RealSenseSupport commented 2 years ago

@dgrnbrg Any other questions about this ticket? Looking forward to your update. Thanks!

RealSenseSupport commented 2 years ago

@dgrnbrg Any other questions for this ticket? Please note that this will be closed if we don't hear from you for another 7 days. Thanks!

paulacvalle commented 2 years ago

I am seeing very, very poor performance with the align_depth option. Initially, I thought I had network issues, but I've reproduced the performance solely on the raspberry pi 4 (so I've eliminated network issues as a cause).

Hello, I am having a similar issue with my D435 and Jetson NX (640X480 resolution, problem repeats calling "roslaunch realsense_camera rs_camera.launch").

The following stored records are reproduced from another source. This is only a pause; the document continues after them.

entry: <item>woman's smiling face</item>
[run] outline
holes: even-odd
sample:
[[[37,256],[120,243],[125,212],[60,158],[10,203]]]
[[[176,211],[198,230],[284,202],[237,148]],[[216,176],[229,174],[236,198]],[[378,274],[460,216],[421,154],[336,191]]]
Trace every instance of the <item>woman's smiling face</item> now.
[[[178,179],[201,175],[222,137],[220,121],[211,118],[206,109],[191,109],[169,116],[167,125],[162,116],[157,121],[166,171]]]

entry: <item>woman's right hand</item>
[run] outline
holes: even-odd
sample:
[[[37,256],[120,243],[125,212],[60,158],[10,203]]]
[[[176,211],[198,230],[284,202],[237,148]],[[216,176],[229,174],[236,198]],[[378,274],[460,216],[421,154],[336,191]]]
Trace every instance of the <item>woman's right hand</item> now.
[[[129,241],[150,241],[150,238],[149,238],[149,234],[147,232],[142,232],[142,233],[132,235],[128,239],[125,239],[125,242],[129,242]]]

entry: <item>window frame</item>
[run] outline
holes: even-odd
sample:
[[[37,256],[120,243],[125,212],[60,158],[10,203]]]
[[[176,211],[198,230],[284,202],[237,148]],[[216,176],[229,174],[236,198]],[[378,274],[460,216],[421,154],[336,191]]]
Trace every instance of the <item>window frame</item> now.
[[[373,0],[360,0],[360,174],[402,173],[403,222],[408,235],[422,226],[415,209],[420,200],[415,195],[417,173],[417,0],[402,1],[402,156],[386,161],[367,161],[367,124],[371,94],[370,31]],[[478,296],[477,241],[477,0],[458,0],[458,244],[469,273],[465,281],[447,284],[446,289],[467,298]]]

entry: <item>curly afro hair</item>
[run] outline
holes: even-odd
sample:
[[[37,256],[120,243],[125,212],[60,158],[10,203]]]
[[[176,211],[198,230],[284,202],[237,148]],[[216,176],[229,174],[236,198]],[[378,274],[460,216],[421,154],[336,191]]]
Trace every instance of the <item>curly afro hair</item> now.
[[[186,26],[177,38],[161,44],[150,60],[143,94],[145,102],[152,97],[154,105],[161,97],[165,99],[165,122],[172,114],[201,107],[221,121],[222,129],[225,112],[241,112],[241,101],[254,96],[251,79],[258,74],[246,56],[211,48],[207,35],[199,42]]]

It does not repeat when using my Linux PC.

From what I have tried here, the only conclusion I came to was to write a scrip based on "rs-align" to align the images outside of the camera main stream... Idk if it will work for my application.

It is kinda sad because using the "align_depth:=true" is such a simple solution.

Let me know if were able find any other solutions to this!

dgrnbrg commented 2 years ago

I bought a lattepanda alpha and was able to confirm that it can handily process at 15+fps with plenty of resources to spare.

@paulacvalle, if you know ARM assembly, you could try porting the x86 SIMD align depth to ARM.

paulacvalle commented 2 years ago

I bought a lattepanda alpha and was able to confirm that it can handily process at 15+fps with plenty of resources to spare.

@paulacvalle, if you know ARM assembly, you could try porting the x86 SIMD align depth to ARM.

@dgrnbrg Thank you for you suggestion! I was able to fix my problem by making sure I was installing everything from source and enabling CUDA... Which I thought I did before, but I was wrong.

Anyhow, nice to know that the lattepanda alpha can also handle this processing!

RealSenseSupport commented 2 years ago

@dgrnbrg Glad to know the issue resolved. Can we close this accordingly? Thanks!

I bought a lattepanda alpha and was able to confirm that it can handily process at 15+fps with plenty of resources to spare.

@paulacvalle, if you know ARM assembly, you could try porting the x86 SIMD align depth to ARM.

RealSenseSupport commented 2 years ago

@dgrnbrg Any other questions about this issue? Looking forward to your reply. Thanks!

RealSenseSupport commented 2 years ago

@dgrnbrg Issue resolved. Close the ticket accordingly. Thanks!